Jun 2, 2021 9:38AM EDT Credit: Getty images
O ne of the things that a couple of decades in dealing rooms around the world taught me was that no matter where you were, traders and markets always overreact. That was true in the short-term, where the first few minutes of reaction to a news story or data release is usually followed by a retracement, and in a longer-term sense, where trends in traded securities often continue way past their logical endpoint. That trend overreaction has been evident for a while now in one particular area of the market, Chinese internet stocks. However, there are signs that a reversion to fundamentals is underway in the sector, making many of the stocks look like bargains at current levels.
Whenever you talk about Chinese stocks, of course, there is one risk that can’t be ignored: government risk. It is easy to forget sometimes that for all its recent push towards individual entrepreneurship and a capitalist system, China is still a one-party state that is, in name at least, communist. That means that, at any time, any business is subject to the whims of the regulators, who will always say that their actions are in the interests of the people. Successful companies have learned how to navigate that environment, but the party still flexes its muscles occasionally.
That is what happened recently. China learned a long time ago that you can’t really regulate or control the internet, other than by controlling the companies that provide access to it. So, when criticism of the regime began to grow after their heavy-handed response to the situation in Hong Kong, they started to clamp down on the likes of Alibaba ( BABA ), JD.com ( JD ), and Baidu ( BIDU ). The stated reason was that these companies had gotten too big, and that they had made unauthorized acquisitions to grow. That may be true and I’m sure that a privately owned entity that sprawls across retail and finance is scary to a totalitarian regime, but that kind of growth was nothing new and the crackdown came as criticism of the regime grew.
That suggests that once the message to any company thinking of criticizing the government has been sent, things will get back to normal. It may be that there will be some adjustments, such as banking and finance arms being spun off, but growth in core businesses will resume. That is presumably why stocks in the sector have stabilized in the last couple of weeks and begun to recover, but the political risk still exists for individual stocks.
The biggest hit has come to Alibaba, so that may seem to be the place to start bargain hunting. There is, however, a potential problem. Criticism of the company has been aimed squarely at its high-profile co-founder, Jack Ma, whose open and vocal support for free markets in China probably makes some of the Communist Party hierarchy see him as a political threat, not just an economic power. Even if the situation overall improves, that may lead to BABA being singled out for regulation and action, so there is still a lot of risk there.

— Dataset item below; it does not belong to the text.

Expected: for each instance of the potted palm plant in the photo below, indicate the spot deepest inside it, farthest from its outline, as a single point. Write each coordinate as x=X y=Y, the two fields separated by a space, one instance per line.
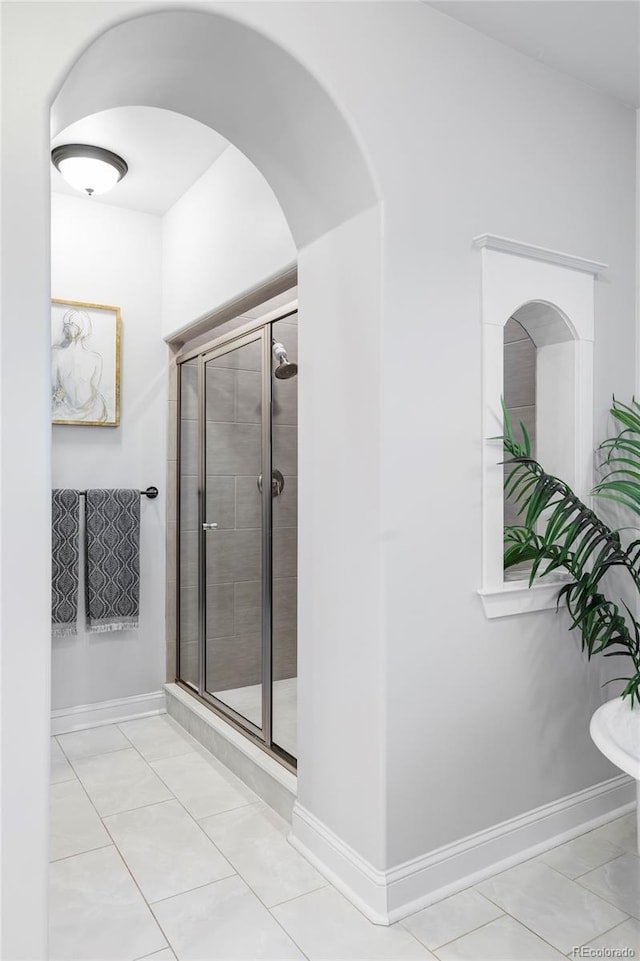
x=561 y=533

The general point here, however, is that not even a totalitarian government can put the internet genie back in the bottle. Individual companies will ebb and wane, but the industry as a whole will continue to grow. For that reason, the best way to play an expected bounce back is probably with an ETF, and there is only one that offers an unleveraged pure play on Chinese internet stocks, the KraneShares CSI China Internet Fund ( KWEB ).
The fund does hold the big boys, of course. BABA and BIDU combined account for around fifteen percent of holdings, but there are 42 other stocks as well, making it likely that if there is a forced breakup of a big company, for example, ownership of the division will still be within the fund. That, though, is a relatively minor concern and the broad case for owning KWEB is simple.

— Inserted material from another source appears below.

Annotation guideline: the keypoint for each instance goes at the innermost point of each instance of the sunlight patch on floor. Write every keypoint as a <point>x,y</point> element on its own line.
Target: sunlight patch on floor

Chinese internet stocks have been under pressure, but that pressure, as is usually the case with market moves, has been overdone. That makes the sector look like value. However, the peculiarities of the Chinese system put a premium on diversity, even within a single sector. So, for those looking to play either the short-term bounce back or the long-term potential of internet stocks and e-commerce in China, KWEB looks like the best answer.